Their mission is education, health, and charities, and they’ve been raising money through fairs, raffles and fashion shows. They support scholarships for students in Catholic schools and St. Peter’s Free Medical Program, as their own 10-year health care program at St. Bernard Church closed in 2011. They’ve also donated baby items to Problem Pregnancy, Visitation House and Pernet Family Health Service.
Unlike other organizations that disappeared after Vatican Council II, “in all of that time you were there (responding) whenever we needed anything,” Bishop George E. Rueger, then retired auxiliary bishop of the diocese and now deceased, told Guild members at the 60th anniversary celebration.
Speaking of Bishop Rueger’s support for the Guild Mrs. Conlin said, “We had a lot of fun with him.”
She gave a history of the Guild – from memory and personal experience.
Originally Guild members were doctors’ wives, she said, but then women like her joined. Most didn’t have paying jobs, their children were old enough that they could volunteer part time, and they wanted to do something constructive.
“I wasn’t interested in clubs; I was interested in service,” she said.
She lived on Vernon Street near the hospital so she volunteered there in the coffee shop, she said. When a new hospital was built nearby, she worked at the coffee shop and reception desk, and did reception work at the present St. Vincent’s on Summer Street. Encountering sad people whose problems she couldn’t solve, she tried to help with “a happy word or a sense of direction.”

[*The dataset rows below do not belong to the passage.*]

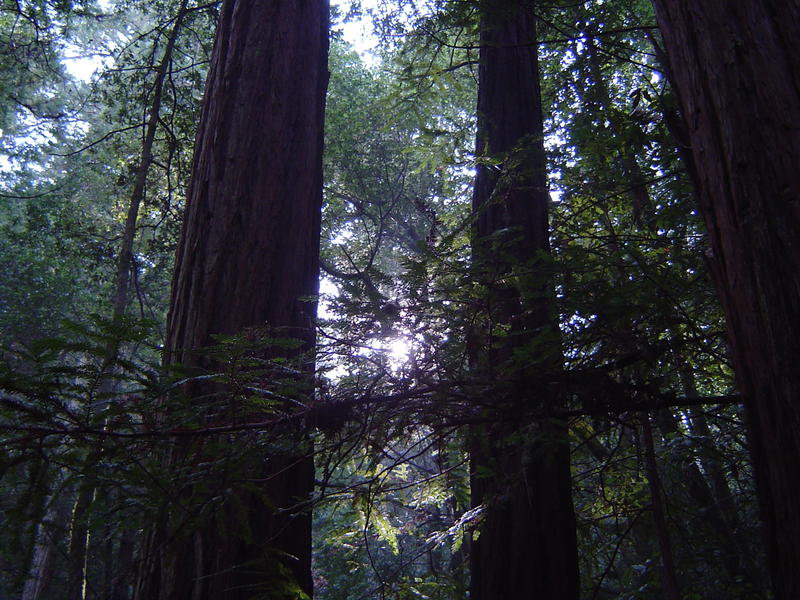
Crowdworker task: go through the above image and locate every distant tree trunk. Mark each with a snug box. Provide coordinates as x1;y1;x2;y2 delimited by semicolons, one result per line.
66;0;188;600
470;0;579;600
642;415;681;600
137;0;329;600
20;496;69;600
654;0;800;600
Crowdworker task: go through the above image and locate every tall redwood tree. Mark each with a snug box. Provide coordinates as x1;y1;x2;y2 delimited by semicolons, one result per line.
654;0;800;600
137;0;329;600
470;0;579;600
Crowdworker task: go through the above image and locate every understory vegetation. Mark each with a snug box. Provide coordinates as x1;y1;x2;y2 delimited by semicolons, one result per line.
0;0;771;600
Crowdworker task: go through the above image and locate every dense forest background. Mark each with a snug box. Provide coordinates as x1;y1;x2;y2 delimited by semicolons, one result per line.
0;0;800;600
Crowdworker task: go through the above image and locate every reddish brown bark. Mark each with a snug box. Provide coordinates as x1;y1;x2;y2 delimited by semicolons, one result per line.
470;0;578;600
654;0;800;600
138;0;328;600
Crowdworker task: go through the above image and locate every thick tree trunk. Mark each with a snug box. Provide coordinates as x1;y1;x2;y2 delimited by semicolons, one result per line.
470;0;579;600
654;0;800;600
137;0;328;600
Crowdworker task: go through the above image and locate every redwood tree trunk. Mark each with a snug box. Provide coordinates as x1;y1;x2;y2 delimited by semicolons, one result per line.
138;0;329;600
654;0;800;600
470;0;579;600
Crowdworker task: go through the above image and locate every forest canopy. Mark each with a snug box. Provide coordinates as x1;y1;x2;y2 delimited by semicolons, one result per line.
0;0;800;600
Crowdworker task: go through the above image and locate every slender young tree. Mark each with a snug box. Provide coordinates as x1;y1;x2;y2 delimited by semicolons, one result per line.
137;0;329;600
654;0;800;600
470;0;579;600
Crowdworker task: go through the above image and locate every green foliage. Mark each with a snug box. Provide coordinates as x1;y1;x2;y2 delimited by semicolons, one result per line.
0;0;766;600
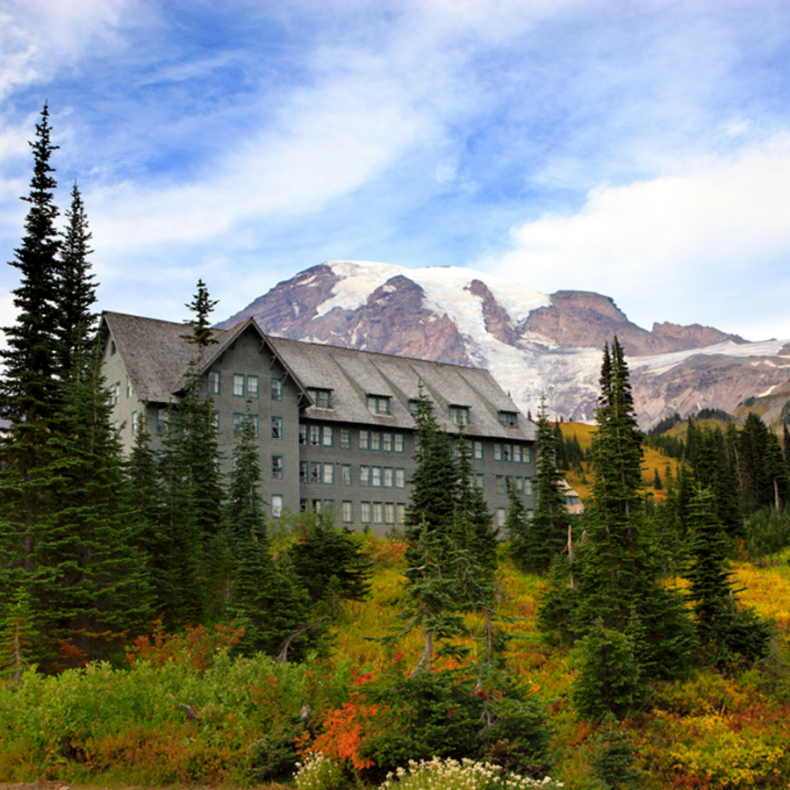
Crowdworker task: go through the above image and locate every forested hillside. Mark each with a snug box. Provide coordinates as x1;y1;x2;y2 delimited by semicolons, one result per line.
0;108;790;790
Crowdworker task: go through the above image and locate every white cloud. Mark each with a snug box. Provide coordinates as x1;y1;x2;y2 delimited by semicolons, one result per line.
0;0;127;99
477;135;790;336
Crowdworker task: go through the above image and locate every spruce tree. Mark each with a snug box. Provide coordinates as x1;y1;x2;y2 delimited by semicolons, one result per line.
0;104;62;426
514;397;571;573
223;409;316;660
684;490;771;668
57;182;98;374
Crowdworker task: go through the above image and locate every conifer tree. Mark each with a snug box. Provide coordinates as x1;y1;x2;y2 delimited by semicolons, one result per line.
515;397;571;573
224;408;316;660
0;104;61;426
684;490;770;667
57;182;98;375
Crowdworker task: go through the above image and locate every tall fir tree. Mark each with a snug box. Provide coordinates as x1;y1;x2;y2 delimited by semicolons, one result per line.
513;397;571;573
0;104;62;426
56;181;98;374
223;410;316;660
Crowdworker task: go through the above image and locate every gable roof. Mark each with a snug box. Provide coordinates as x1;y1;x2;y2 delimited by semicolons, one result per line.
102;313;535;441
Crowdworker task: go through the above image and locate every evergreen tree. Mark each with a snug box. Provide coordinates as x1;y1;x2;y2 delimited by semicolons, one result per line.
685;490;770;667
57;182;98;374
515;398;571;572
224;409;316;659
161;280;224;625
540;337;695;696
29;353;151;670
0;104;62;426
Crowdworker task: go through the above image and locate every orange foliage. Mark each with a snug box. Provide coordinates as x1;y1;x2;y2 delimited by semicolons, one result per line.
126;618;244;672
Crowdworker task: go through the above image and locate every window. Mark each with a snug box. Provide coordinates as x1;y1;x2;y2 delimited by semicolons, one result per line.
499;411;518;428
450;406;469;425
368;395;390;414
308;389;332;409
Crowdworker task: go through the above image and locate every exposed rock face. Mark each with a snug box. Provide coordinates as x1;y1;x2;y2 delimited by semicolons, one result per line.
653;321;746;351
219;261;790;428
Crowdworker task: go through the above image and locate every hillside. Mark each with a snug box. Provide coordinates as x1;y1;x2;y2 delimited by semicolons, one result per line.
219;261;790;429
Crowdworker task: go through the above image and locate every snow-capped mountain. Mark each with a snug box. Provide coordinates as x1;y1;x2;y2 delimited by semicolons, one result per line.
219;261;790;428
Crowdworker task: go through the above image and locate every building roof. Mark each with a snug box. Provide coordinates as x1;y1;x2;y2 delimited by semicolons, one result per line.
103;313;535;441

“Every Thursday you’d head out the door with your turquois or melon-colored jacket,” a smock which identified volunteers, her daughter, Kathryn Maguire, reminded her. “It was like a holy day” – nothing interfered with it.
“We had a director of volunteers,” paid by the hospital, Mrs. Conlin said. “She would fit the person to the job. … When I retired from the reception desk … the president of the hospital took myself and the director of volunteers out for dinner at the Worcester Club.”
Mrs. Conlin said she considers herself “a professional volunteer.”
“I volunteered at my children’s schools … my church (Blessed Sacrament),” she said. “It was a labor of love for me.” Volunteering with the Guild, “I met a lot of lovely people I wouldn’t have met. … We always worked together as a team.” While the Guild was tied to the Catholic Church, members did not have to be Catholic, she said. They even had a Lutheran president.
“It was just a happy time of my life,” Mrs. Conlin said. “The hospital administrators were very cordial. They were very supportive of anything we had.”
One service the Guild provided was arranging for a photographer to take pictures of newborns, she said. Mothers bought the photos from the photographer.
For fundraising ideas, St. Vincent’s sent Guild members to trade fairs at other hospitals, she said. Fundraisers included fashion shows, bake sales and Christmas bazaars.
The biggest fundraiser was the Fall Assembly, which drew more than 2,000 people to Worcester Memorial Auditorium to see and hear popular artists, including Pearl Bailey, Arthur Fiedler and the Obernkirchen Children’s Choir from Germany, Mrs. Conlin said.
“We were big time,” she said. “The year I was president we had Yo-Yo Ma. … When I was president, we had over 600 members,” and the Guild raised $95,000 that whole year (1989-1990).
Now there are 106 members, including eight new ones and those who can’t attend gatherings anymore, Ms. Wrenn said. And they’d like more women to join them.